Personal information
- Full name: Jason Burnham
- Born: 13 January 1972 (age 53)

Playing information
- Position: Hooker, Lock, Five-eighth
Club
| Years | Team | Pld | T | G | FG | P |
| 1994–00 | Canberra | 60 | 2 | 0 | 0 | 8 |
- Source: As of 30 January 2023

= Jason Burnham (rugby league) =

Australian rugby league footballer

Jason Burnham is an Australian former professional rugby league footballer who played in the 1990s and 2000s. He played for Canberra in the NSWRL/ARL/Super League and NRL competitions.

==Playing career==
Burnham made his first grade debut for Canberra in round 7 of the 1994 NSWRL season against Manly at Bruce Stadium. Burnham played three games for Canberra that season as the club won their third premiership. Over the next two years, Burnham played mostly from the interchange bench and struggled to break into the starting side. In 1996, Burnham got to experience finals football for the first time as he was called in the Canberra team for their qualifying final against St. George which Canberra lost 16-14.

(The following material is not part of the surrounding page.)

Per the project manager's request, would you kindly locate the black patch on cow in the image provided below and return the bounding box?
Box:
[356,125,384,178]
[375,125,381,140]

In 1997, Canberra joined the rival Super League competition for its one and only season. Burnham played 20 matches for Canberra as they reached the preliminary final where they lost 10-4 against Cronulla. This would be the last time Canberra would make a preliminary final until the 2016 NRL season. Over the next three years, Burnham would only make 20 appearances for Canberra and he was released at the end of the 2000 NRL season.